For the full context of how ARC distribution fits into your launch plan, see How to Plan a Book Launch as an Indie Author. For the full setup guide to BookFunnel as a distribution platform, see BookFunnel for Authors.
FAQ
Can I distribute ARCs before my book is available for pre-order? Yes. ARC distribution and pre-order setup are independent. Many authors distribute ARCs before the book is available anywhere — the ARC program builds the review base that will be in place when the book goes on sale, regardless of whether there is a pre-order period.
Should ARC recipients disclose that they received a free copy? Yes. The FTC requires disclosure when reviewers receive products (including books) for free in exchange for reviews. This disclosure does not need to be elaborate — "I received an advance copy from the author" or a Goodreads shelf tag of "arc" is sufficient.
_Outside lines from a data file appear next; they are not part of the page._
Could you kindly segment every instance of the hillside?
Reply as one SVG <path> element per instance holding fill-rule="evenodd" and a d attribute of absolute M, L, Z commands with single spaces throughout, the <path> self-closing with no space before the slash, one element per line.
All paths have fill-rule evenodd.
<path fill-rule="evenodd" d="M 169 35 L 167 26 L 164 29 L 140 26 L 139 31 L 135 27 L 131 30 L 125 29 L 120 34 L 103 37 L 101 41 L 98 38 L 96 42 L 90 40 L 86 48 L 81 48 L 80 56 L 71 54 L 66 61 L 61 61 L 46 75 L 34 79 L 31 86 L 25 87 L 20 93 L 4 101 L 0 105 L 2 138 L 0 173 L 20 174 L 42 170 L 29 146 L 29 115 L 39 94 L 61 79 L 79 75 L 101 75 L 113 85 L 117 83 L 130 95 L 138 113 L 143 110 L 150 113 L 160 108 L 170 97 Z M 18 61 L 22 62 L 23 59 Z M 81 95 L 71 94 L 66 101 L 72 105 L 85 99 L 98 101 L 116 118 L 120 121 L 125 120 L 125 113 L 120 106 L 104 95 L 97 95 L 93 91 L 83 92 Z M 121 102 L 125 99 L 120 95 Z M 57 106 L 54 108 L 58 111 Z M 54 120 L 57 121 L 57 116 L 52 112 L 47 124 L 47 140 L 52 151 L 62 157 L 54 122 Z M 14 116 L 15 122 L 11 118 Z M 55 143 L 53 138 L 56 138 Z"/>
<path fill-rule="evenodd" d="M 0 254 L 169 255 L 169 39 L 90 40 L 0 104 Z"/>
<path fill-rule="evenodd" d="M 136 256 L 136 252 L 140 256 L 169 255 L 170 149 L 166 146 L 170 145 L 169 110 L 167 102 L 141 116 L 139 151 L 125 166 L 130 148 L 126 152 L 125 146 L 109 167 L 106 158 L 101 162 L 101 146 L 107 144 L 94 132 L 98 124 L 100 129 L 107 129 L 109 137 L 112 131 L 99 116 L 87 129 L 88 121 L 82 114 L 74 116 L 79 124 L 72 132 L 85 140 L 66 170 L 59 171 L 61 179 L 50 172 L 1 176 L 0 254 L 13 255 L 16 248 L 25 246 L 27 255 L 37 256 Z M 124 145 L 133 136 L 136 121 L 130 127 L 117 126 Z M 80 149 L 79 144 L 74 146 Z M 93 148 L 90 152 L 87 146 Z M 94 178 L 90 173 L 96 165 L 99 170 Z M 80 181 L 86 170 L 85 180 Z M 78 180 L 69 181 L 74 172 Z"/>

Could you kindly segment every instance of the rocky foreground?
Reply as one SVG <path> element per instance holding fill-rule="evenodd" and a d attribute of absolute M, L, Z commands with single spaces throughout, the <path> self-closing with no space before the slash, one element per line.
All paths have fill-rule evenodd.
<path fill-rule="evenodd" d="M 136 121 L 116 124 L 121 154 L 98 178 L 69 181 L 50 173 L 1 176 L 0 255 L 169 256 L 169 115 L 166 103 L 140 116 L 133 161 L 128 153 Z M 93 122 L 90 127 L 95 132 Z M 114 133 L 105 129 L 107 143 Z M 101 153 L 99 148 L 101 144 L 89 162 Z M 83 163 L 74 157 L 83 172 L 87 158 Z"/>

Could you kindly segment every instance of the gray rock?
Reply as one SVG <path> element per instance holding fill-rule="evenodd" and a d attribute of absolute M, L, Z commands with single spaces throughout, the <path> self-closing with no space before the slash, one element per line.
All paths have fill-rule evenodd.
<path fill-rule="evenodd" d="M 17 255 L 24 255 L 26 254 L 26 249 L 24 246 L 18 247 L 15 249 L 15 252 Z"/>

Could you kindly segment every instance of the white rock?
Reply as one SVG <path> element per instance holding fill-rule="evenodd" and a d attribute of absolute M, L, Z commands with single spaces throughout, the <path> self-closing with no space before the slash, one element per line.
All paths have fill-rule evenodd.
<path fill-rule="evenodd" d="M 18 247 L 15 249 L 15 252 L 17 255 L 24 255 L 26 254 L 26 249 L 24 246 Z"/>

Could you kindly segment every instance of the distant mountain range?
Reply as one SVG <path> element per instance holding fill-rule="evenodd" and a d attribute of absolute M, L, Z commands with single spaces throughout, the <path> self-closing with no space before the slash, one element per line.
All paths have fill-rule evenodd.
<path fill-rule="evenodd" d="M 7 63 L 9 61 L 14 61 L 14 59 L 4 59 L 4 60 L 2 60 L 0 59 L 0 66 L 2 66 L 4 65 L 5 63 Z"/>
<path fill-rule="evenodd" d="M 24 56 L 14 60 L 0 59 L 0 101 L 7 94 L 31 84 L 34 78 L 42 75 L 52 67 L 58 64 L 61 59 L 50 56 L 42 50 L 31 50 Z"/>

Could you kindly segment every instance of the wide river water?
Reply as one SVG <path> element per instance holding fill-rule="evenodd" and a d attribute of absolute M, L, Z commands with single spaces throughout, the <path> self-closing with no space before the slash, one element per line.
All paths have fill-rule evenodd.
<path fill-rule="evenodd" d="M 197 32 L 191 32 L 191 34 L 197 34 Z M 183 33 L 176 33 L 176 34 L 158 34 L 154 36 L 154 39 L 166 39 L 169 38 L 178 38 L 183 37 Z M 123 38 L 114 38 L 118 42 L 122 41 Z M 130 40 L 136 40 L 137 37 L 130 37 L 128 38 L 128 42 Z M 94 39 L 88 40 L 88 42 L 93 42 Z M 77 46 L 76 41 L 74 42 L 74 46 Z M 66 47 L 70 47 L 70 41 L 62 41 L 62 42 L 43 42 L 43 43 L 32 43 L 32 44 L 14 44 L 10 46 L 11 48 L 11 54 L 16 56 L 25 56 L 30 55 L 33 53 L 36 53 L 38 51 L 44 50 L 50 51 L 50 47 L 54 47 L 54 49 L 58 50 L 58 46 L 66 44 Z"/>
In practice, many casual reviewers do not include this disclosure, but you should inform your ARC recipients that disclosure is appropriate.
What format do most reviewers prefer? EPUB is the most widely compatible format and the default request from most reviewers. MOBI is used primarily by Kindle readers. Offering both eliminates compatibility issues. PDF is a fallback option but should not be your primary ARC format.
Can I send ARCs to people outside my email list? Yes. Blogger outreach, ARC communities like ARC Readers on Goodreads, BookSirens (a paid ARC matching service), and direct outreach to Bookstagram or BookTok creators you admire are all legitimate sources of ARC recipients outside your existing list.
How do I know if someone is a genuine reviewer before sending an ARC? Check their Goodreads profile, blog, Instagram, or TikTok for an established reviewing history. Someone with fifteen recent reviews of books in your genre is a stronger candidate than someone who created their account last week. You do not need to be rigorous about this for every recipient, but screening your list for obviously inactive or brand-new accounts is worthwhile.